La observación científica de que existía un líquido llamado sangre y que circula por arterias se debe a Galeno en el siglo II. Se conoce que la más antigua versión escrita sobre la circulación de la sangre proviene de China en el Nei Ching (2600 a.c), canon de Medicina editado por el Emperador Amarillo Huang Ti y expresa: "Toda la sangre está bajo el control del corazón". Más tarde 400 años antes de Cristo, en las descripciones Hipocráticas de las arterias y venas se reconoce la hipertensión arterial. No fue hasta el siglo XVII en que Stephen Hales registró la presión que ejerce la sangre sobre las paredes de las arterias y venas, en un experimento clásico sobre un caballo viejo. Después de estos hechos, existieron personas que de alguna forma, también brindaron sus aportes a la ciencia de su época como: Andreas Vesalio, Miguel ServetRealdo Colombo, entre otras personalidades. El punto culmínate de las investigaciones de la anatomía circulatoria lo hizo William Harvey, publicando su libro Exercitation Anatomica motu Cordes et sanguinisin Animalibus, constituyendo, un dechado de claridad y precisión, estableciendo concepto no solamente de la antomía sino de la función que realizaban estas estructuras. (1)
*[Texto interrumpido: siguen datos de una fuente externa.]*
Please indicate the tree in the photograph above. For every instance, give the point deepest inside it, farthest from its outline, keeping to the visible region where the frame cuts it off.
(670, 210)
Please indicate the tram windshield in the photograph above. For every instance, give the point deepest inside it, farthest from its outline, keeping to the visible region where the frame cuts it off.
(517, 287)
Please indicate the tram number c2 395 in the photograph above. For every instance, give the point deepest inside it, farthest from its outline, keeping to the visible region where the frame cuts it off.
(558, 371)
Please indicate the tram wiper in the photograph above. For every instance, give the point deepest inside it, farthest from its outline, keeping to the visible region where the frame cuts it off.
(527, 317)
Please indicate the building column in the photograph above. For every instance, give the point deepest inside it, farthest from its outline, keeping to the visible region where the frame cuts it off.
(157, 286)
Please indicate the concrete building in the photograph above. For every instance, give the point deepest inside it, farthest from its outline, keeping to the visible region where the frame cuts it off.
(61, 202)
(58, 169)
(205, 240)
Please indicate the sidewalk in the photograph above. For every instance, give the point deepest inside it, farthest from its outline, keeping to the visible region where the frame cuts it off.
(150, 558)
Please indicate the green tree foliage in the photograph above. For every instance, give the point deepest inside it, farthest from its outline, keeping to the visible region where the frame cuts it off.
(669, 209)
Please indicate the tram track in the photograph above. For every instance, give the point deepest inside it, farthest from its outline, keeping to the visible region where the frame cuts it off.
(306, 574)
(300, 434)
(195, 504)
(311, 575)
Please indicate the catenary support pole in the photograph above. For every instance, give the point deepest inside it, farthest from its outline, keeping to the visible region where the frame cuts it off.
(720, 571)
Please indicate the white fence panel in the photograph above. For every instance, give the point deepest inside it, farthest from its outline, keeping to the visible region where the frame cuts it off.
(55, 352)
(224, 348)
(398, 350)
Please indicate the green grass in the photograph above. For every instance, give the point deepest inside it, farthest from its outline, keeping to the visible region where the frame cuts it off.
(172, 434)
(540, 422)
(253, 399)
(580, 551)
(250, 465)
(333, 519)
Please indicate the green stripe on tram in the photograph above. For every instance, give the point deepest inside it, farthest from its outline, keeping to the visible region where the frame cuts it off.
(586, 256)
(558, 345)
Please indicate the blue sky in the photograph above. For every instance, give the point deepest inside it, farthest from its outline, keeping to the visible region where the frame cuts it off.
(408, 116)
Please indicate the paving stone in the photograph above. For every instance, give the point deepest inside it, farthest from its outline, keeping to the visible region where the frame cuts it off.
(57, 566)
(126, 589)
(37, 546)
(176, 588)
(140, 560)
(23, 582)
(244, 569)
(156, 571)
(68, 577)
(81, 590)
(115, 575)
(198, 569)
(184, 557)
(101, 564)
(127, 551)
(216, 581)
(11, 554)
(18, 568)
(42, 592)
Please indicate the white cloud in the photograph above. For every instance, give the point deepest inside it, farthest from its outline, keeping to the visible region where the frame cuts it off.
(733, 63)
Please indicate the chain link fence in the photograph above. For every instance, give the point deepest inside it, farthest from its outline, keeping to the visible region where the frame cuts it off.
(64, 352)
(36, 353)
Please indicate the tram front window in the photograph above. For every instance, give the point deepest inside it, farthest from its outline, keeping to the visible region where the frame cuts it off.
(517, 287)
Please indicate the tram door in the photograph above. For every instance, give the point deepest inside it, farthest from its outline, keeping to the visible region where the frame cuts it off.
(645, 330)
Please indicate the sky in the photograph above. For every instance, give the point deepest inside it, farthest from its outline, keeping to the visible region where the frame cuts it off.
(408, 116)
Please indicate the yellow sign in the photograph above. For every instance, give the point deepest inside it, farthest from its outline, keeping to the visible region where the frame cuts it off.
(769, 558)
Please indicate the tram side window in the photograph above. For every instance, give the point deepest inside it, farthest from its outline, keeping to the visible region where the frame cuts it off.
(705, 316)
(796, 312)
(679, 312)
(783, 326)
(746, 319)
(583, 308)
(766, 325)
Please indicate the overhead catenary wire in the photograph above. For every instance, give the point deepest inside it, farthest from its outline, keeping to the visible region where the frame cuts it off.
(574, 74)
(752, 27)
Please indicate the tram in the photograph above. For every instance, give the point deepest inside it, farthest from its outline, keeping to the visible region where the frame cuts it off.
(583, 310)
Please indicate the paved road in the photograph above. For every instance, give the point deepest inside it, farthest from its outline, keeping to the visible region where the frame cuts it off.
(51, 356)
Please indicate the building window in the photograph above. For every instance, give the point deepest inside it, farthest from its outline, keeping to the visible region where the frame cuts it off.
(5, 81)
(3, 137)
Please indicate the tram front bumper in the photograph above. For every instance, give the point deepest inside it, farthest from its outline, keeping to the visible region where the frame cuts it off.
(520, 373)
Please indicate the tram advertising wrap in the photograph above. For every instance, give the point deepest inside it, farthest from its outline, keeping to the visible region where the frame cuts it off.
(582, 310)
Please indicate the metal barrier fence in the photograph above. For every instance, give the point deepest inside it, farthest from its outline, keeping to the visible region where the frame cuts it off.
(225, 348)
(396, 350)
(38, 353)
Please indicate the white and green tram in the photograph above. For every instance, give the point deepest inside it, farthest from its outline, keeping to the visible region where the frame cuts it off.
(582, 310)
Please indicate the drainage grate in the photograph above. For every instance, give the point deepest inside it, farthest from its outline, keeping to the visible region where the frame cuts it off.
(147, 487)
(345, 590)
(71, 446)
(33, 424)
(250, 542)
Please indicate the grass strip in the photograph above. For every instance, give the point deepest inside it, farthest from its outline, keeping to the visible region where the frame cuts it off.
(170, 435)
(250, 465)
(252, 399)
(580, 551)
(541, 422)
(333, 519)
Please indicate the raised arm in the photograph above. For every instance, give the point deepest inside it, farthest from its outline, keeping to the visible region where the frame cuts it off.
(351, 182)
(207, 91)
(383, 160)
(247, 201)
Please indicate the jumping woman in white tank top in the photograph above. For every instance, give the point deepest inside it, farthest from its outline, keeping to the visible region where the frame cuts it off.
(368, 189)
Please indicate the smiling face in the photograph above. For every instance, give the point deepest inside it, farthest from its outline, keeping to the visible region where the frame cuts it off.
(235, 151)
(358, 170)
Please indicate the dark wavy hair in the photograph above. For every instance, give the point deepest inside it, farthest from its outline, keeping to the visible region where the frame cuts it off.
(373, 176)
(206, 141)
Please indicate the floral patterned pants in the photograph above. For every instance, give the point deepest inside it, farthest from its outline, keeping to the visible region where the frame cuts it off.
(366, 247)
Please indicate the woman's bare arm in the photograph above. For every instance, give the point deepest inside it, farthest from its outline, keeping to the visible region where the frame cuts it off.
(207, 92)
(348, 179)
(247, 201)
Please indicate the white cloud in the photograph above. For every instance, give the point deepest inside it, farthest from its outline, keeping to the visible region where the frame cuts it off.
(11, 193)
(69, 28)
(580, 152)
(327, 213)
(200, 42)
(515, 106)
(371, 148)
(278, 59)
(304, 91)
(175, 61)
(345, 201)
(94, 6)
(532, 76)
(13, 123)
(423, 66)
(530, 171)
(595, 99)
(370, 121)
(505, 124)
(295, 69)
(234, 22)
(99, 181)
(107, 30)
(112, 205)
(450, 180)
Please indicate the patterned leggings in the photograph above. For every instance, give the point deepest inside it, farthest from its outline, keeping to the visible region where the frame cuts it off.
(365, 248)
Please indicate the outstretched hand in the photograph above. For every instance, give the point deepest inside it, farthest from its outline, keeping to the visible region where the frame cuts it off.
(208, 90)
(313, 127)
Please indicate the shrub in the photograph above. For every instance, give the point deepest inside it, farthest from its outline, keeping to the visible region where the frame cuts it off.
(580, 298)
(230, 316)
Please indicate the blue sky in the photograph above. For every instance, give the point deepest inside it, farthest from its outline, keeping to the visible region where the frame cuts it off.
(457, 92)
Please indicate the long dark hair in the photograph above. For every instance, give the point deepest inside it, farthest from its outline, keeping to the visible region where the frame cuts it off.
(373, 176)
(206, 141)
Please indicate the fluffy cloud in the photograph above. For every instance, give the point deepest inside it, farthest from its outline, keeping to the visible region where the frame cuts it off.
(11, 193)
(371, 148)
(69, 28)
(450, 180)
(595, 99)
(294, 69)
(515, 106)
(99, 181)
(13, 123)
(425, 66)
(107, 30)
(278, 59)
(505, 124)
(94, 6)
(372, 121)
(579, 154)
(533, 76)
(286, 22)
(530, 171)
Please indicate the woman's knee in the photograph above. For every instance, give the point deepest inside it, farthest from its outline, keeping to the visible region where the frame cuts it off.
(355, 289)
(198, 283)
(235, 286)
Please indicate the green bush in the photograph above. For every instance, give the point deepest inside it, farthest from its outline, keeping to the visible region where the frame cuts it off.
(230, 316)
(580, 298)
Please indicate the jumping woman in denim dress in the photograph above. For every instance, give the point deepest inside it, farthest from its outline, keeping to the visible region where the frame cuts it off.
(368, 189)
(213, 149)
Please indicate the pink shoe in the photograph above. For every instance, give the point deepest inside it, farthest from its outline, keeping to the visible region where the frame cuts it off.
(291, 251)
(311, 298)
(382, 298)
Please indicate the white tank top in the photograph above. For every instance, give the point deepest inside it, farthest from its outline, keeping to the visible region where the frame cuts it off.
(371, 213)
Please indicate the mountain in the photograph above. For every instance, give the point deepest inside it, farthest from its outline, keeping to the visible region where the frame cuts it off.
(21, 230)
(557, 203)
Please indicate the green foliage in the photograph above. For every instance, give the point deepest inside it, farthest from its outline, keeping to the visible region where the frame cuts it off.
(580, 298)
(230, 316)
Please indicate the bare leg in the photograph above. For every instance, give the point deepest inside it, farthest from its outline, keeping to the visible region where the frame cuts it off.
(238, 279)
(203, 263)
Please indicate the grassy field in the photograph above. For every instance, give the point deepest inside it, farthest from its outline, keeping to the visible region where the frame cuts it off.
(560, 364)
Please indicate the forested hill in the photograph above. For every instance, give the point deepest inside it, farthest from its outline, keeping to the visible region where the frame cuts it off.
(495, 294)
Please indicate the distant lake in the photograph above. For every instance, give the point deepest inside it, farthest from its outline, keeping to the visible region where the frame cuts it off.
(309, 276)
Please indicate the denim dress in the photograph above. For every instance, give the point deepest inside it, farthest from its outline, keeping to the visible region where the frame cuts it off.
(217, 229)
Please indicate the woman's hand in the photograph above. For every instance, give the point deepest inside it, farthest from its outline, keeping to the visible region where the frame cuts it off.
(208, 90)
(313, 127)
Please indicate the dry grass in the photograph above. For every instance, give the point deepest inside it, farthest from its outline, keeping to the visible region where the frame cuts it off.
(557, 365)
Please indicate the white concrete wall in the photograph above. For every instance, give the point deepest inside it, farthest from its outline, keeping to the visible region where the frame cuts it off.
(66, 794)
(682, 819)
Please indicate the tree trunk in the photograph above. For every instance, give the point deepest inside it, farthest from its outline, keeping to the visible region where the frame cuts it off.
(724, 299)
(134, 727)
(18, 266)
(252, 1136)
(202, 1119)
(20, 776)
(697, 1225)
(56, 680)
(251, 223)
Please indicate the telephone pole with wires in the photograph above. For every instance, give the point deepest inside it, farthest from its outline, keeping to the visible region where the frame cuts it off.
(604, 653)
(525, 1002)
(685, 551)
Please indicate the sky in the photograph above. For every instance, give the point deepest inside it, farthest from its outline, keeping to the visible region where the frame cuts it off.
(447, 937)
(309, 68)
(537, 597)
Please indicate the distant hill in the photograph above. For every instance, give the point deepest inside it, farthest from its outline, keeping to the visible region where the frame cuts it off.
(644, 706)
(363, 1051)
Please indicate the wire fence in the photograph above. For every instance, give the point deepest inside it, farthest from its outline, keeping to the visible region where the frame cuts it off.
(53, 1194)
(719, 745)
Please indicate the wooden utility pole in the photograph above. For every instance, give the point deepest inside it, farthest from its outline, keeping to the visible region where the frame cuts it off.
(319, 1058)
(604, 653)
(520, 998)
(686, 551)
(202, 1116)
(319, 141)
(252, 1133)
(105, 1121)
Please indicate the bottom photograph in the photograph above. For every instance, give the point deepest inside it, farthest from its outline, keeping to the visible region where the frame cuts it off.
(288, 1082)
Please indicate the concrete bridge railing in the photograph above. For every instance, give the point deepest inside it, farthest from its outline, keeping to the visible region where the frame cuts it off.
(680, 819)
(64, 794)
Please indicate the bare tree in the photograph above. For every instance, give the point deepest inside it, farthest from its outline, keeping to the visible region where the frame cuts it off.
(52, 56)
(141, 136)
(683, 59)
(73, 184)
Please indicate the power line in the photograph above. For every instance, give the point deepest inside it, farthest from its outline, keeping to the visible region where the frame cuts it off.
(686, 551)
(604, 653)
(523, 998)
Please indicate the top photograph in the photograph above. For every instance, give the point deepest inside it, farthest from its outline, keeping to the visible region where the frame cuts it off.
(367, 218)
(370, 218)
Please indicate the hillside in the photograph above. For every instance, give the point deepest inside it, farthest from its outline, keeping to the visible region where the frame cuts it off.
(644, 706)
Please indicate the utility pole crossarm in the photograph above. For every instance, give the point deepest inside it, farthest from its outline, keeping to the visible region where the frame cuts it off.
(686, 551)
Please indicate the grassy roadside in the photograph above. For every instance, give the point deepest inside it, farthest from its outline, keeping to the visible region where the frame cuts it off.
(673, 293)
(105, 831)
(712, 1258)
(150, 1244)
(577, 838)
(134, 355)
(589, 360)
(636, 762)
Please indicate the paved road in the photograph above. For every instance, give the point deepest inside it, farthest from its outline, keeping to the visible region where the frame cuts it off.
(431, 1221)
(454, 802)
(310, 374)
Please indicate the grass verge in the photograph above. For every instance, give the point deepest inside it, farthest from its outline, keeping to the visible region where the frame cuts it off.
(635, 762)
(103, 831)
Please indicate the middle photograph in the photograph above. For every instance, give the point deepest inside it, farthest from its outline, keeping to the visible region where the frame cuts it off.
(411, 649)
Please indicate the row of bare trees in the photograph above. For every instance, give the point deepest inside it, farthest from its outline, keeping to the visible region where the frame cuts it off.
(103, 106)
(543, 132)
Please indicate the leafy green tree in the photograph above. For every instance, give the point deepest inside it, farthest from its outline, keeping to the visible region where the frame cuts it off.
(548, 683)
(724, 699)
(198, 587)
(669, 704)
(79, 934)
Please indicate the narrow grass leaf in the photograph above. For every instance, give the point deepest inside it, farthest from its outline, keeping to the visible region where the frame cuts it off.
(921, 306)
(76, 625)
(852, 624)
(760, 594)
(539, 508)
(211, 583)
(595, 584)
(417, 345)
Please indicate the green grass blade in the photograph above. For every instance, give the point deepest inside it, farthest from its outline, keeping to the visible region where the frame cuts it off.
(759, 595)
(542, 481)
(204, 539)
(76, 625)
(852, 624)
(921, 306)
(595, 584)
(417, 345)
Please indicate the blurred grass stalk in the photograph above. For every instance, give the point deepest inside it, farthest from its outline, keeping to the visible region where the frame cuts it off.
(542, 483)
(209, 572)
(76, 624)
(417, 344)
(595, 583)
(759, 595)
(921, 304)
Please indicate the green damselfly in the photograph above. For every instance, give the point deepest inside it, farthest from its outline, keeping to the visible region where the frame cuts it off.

La primera medición de la presión arterial se produce en 1773 y a partir de aquí ha ocurrido una revolución mundialmente en la identificación de este proceso y su consideración como una afección de envergadura para la salud humana. En este proceso juega un papel determinante el surgimiento del esfigmomanómetro, diseñado por primera vez por el médico austriaco Samuel Siegfried y el estetoscopio (1).
La razón por la cual se realiza esta revisión bibliográfica, se encuentra dada fundamentalmente en la importancia que presenta la hipertensión arterial desde los puntos de vista económico y social, para cualquier país, tomando en cuenta la frecuencia con la cual se observa en los servicios de salud. De aquí los tantos esfuerzos realizados por diversos investigadores, para encontrar una forma de lograr su control y compensación. Esto ha constituido un gran avance científico, pero todavía quedan esferas en las que se puede trabajar más, para de esta forma lograr el objetivo.


OBJETIVO
Describir los principales grupos de factores que componen la adherencia terapéutica y su repercusión sobre el cumplimiento de la terapéutica para la hipertensión arterial.


DESARROLLO
La presión arterial se define como la fuerza por unidad de área ejercida por la sangre sobre la pared de las arterias. Esta va a depender de dos elementos fundamentales que son el gasto cardiaco, representando la cantidad de sangre bombeada o expulsada por el corazón en una unidad de tiempo; y la resistencia vascular periférica, que no es más que la resistencia que ofrecen las arterias de pequeño calibre y las arteriolas al paso de la sangre (1, 2)
La hipertensión arterial constituye un problema de salud, sobre todo para los países desarrollados, hay más de mil millones de hipertensos en el mundo, de ellos mueren anualmente 3 millones como resultado directo de la hipertensión arterial (1).
La prevalencia de la Hipertensión arterial (HTA) en la población adulta es de 45% y puede ascender hasta un 70% en personas mayores de 75 años, incidiendo fundamentalmente la presión sistólica (3).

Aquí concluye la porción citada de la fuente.